On the other hand, I'm also not entirely for always exposing an object in class interface. In our example with the DVD player it makes sense to export some objects (like buttons, light indicators) while keeping everything else under the hood (transformers, electric motors, microprocessors). Therefore, more precisely, we want to expose some very general control-like objects (buttons, status strings), while keeping the other parts hidden from the user.

Postponed Validation

Say you have a setProperty() method which changes the value of an object field. You typically validate method arguments right in the body of the method; and sometimes you also need a more extensive validation, e.g. if your object is of a compound type. Such validations may sometimes be taxing on performance in processing-intensive scenarios. Instead, if you perform validations in time of a commit. If a validation rule is broken, rollback the transaction. This lets you maintain data integrity without sacrificing high performance.

Postpone object validation until checkpoint/commit so that validations do not hinder performance.

One way to implement the postponed validation is Detached Validation. Create a flag in your class to switch validations on and off, and perform a total validation every time the flag is set to on. While in the 'detached' state (that is, when the flag is off), skip any validations thus improving performance.
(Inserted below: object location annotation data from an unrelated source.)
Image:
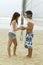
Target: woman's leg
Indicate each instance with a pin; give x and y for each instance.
(15, 45)
(9, 45)
(30, 52)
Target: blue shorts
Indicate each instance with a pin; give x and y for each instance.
(28, 40)
(11, 35)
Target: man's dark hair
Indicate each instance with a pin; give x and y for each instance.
(29, 12)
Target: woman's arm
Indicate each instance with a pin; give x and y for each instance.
(14, 26)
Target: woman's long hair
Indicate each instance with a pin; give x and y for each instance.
(14, 17)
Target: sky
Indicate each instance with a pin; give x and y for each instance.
(8, 7)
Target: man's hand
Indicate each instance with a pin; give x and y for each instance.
(22, 28)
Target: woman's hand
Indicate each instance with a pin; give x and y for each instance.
(22, 28)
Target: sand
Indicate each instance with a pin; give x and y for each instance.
(21, 59)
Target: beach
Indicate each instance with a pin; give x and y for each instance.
(21, 59)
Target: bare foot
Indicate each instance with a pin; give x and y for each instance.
(28, 56)
(14, 55)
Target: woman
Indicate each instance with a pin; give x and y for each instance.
(12, 31)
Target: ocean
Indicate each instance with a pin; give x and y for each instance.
(5, 23)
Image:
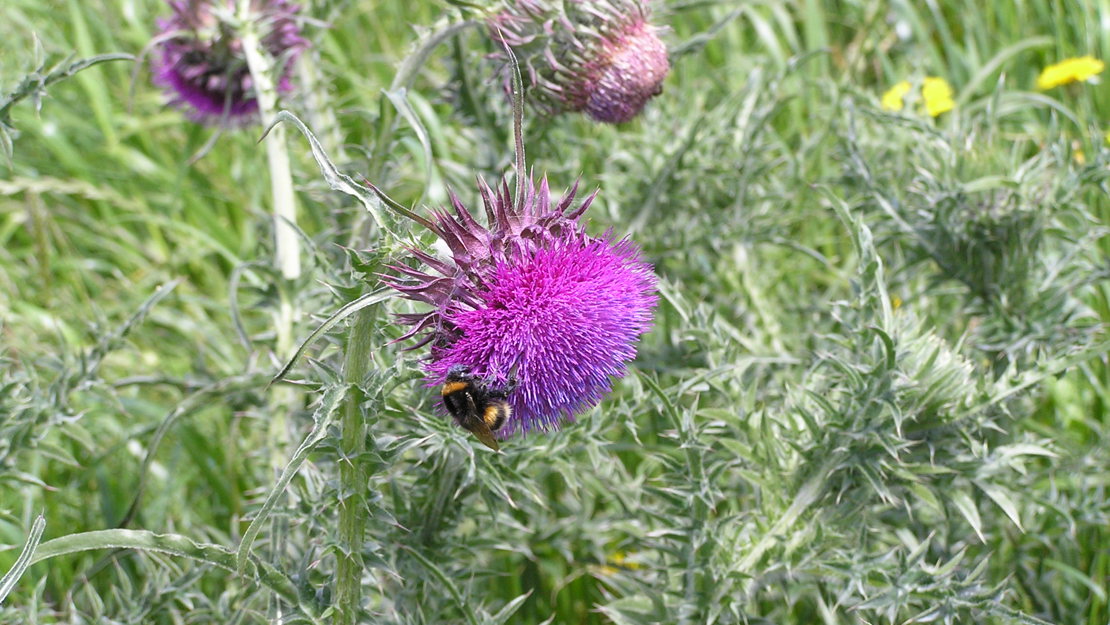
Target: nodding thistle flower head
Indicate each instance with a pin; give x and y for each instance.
(597, 57)
(530, 301)
(200, 62)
Enforce that each object is at back to its normal (validations on) state before a commit/checkpoint.

Static resolution

Hide a class behind a static interface to improve code brevity and clarity. Instead of creating a Singleton and always calling its getInstance() method, create a class that implements same interface through static methods, and provide one instance of your class as a working horse for that class. The client code which looked like

Logging logging = Logging.getInstance();
logging.doSomething();

becomes this:

Log.doSomething();

where Log is an above-described static facade for the Logging class.

Pure Business Objects

Divide model classes into pure business object classes and application-specific implementations inheriting from them. In the model, only deal with pure business object classes, while instantiating only the application-specific implementations for them. Utilize the Bridge design pattern to decouple inheritance graphs of both hierarchies and to separate the model from application-specific behaviors.